Coing, chou, melon et concombre de Juan Sánchez Cotán

Par Colin Lemoine · L'ŒIL

Le 12 février 2018 - 1004 mots

Chef-d’œuvre du genre, cette nature morte de Juan Sánchez Cotán est une prouesse technique, une énigme esthétique et, bien loin des vanités flamandes, une ode à la peinture, à la peinture pure. De la majesté du dépouillement.

Peindre des choses, et des êtres inanimés, cela ne va pas de soi. Il fallut du temps et une redécouverte - celle de l’Antiquité - pour que des artistes décidassent de restituer l’essence sacrée des fleurs, des fruits, des gibiers et des coquillages, des dermes veloutés et des chairs sucrées. Il fallut attendre la fin du XVIe siècle, quand des peintres entendirent rivaliser avec les sortilèges optiques de Zeuxis qui, selon Pline l’Ancien, peignit si remarquablement des raisins que les oiseaux s’échinaient à les picorer.

Vers Zurbarán, puis Morandi
Juan Sánchez Cotán (1560-1627) fut assurément l’un des plus talentueux explorateurs de ce monde habité par le seul silence. Élève du peintre maniériste Tolédan Blas del Prado, il livra de nombreuses compositions religieuses qui, parfaitement obéissantes à la Contre-Réforme, n’égalèrent jamais ses bodegones, ses fameuses natures mortes destinées non plus à l’Église mais à un collectionnisme privé. Austères, presque nues, les compositions de l’artiste fondent les conventions du genre en Espagne et constituent une réflexion majeure sur les qualités intrinsèques de la peinture.

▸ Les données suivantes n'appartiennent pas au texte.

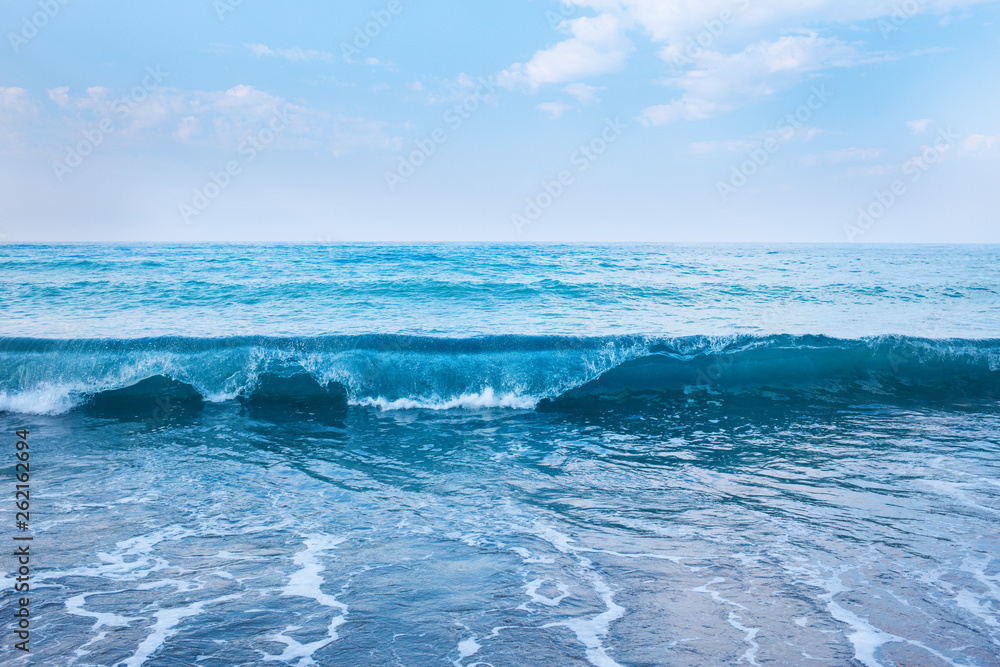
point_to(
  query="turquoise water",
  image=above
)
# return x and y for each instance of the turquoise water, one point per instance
(495, 455)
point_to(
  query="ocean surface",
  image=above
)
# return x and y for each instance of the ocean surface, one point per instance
(504, 455)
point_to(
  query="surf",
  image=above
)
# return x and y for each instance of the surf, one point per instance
(392, 372)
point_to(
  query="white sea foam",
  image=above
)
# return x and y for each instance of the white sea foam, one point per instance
(531, 589)
(750, 654)
(165, 627)
(307, 583)
(466, 649)
(487, 398)
(46, 399)
(589, 631)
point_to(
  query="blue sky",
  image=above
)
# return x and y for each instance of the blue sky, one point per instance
(527, 120)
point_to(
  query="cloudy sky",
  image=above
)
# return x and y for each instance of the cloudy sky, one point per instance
(522, 120)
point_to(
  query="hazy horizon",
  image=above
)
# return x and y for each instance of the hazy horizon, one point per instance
(581, 120)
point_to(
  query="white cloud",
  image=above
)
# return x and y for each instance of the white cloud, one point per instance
(728, 69)
(842, 155)
(781, 136)
(294, 54)
(219, 119)
(672, 21)
(598, 46)
(722, 82)
(554, 109)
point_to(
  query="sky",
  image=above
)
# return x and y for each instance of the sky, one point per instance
(525, 121)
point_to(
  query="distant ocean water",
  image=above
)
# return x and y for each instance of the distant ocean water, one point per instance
(497, 455)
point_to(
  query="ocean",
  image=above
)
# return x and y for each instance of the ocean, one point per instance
(503, 455)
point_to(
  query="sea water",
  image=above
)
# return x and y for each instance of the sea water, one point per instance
(505, 455)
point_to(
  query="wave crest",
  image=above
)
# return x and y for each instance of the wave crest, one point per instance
(509, 372)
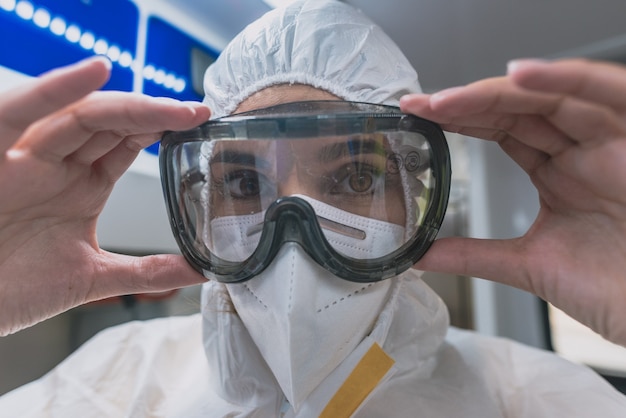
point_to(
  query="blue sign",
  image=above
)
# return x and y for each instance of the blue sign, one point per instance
(40, 35)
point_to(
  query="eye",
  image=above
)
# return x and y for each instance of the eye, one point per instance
(356, 179)
(360, 182)
(245, 184)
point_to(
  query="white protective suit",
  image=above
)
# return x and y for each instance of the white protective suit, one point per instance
(410, 363)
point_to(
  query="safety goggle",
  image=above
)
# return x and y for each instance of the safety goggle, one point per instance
(363, 188)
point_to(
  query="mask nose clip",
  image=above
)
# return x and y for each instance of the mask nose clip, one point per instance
(292, 219)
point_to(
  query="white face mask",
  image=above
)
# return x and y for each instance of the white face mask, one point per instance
(303, 319)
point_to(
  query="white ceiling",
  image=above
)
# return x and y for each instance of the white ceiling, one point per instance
(453, 42)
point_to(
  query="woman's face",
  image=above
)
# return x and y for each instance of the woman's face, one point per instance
(349, 176)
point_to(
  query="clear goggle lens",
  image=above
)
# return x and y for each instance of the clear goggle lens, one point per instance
(362, 187)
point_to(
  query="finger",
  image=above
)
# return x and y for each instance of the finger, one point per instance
(496, 260)
(114, 163)
(20, 107)
(121, 114)
(491, 124)
(599, 82)
(131, 275)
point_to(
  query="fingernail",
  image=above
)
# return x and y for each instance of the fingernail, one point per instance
(101, 58)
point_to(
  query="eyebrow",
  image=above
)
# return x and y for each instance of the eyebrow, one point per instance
(351, 147)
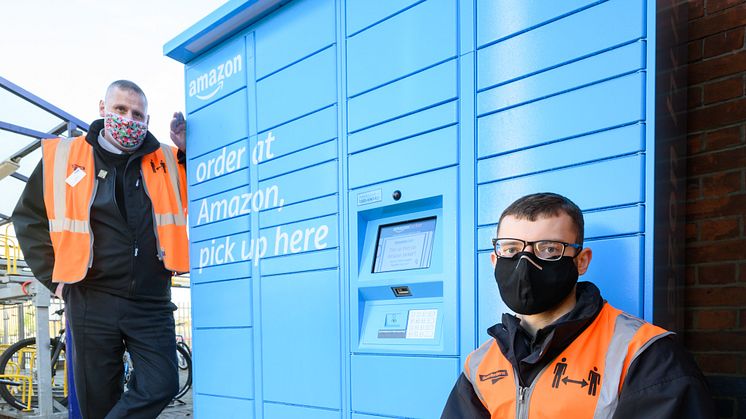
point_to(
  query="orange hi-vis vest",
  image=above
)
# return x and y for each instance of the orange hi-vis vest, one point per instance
(70, 188)
(584, 381)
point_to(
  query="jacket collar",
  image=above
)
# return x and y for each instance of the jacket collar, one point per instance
(518, 345)
(148, 146)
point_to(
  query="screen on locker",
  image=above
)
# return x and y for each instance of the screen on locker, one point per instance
(404, 245)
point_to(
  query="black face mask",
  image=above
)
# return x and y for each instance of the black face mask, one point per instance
(529, 285)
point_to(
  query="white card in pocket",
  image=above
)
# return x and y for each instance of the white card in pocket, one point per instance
(76, 176)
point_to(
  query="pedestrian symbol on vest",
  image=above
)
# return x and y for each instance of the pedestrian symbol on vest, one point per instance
(495, 376)
(156, 168)
(559, 371)
(594, 377)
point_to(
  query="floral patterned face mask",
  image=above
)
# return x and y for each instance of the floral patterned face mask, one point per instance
(128, 134)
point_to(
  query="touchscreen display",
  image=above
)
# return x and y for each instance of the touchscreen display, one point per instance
(405, 245)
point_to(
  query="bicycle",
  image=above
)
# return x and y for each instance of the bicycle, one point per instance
(180, 342)
(184, 359)
(18, 386)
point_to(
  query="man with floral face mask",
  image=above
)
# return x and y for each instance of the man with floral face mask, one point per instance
(102, 223)
(568, 353)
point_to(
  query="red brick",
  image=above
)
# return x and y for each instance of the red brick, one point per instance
(716, 341)
(695, 50)
(694, 97)
(690, 275)
(717, 116)
(695, 144)
(716, 23)
(718, 5)
(691, 231)
(693, 192)
(723, 90)
(722, 138)
(716, 207)
(715, 68)
(721, 363)
(716, 161)
(688, 319)
(723, 42)
(715, 319)
(696, 9)
(715, 297)
(721, 251)
(721, 184)
(717, 274)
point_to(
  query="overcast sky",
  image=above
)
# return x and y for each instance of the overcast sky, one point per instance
(67, 52)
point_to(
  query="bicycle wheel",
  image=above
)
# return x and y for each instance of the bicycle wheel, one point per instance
(20, 360)
(185, 375)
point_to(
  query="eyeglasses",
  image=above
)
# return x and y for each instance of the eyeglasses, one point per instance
(543, 249)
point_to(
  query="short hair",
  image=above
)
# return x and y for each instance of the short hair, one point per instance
(127, 85)
(546, 204)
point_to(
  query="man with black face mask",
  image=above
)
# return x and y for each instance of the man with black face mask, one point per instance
(568, 353)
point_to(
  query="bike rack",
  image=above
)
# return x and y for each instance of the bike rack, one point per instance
(48, 407)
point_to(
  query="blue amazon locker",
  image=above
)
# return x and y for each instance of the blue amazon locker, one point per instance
(348, 161)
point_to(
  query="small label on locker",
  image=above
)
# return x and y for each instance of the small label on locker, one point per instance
(392, 334)
(421, 324)
(393, 320)
(370, 197)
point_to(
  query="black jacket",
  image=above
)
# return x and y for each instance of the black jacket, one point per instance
(663, 382)
(125, 261)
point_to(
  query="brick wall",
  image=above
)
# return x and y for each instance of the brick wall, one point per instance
(715, 302)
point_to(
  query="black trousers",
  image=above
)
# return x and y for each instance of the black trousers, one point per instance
(103, 326)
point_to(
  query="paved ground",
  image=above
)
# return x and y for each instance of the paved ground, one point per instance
(179, 409)
(176, 410)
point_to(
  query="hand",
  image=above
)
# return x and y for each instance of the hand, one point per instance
(58, 291)
(178, 131)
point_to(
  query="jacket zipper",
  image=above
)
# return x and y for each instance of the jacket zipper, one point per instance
(135, 248)
(523, 394)
(155, 224)
(90, 230)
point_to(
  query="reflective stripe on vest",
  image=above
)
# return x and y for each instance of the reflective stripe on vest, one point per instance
(583, 381)
(165, 179)
(68, 206)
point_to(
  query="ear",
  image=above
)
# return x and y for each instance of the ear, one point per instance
(583, 260)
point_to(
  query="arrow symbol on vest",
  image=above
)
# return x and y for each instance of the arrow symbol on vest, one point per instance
(568, 380)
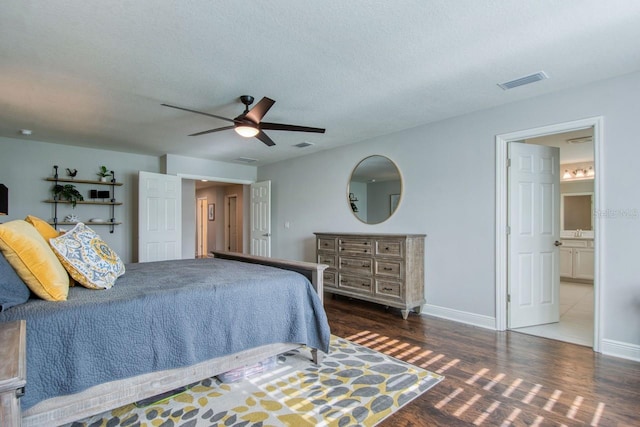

Ombres puissantes, vide magnétique, fruits et légumes suspendus : la morphologie des natures mortes de Cotán, ainsi qu’en témoigne la toile sobrement intitulée Coing, chou, melon et concombre (vers 1602), trahit une virtuosité et un soin du détail mais aussi, et plus encore, un scrupule volumétrique et une obsession géométrique identiques à ceux d’un Francisco de Zurbarán ou d’un Giorgio Morandi.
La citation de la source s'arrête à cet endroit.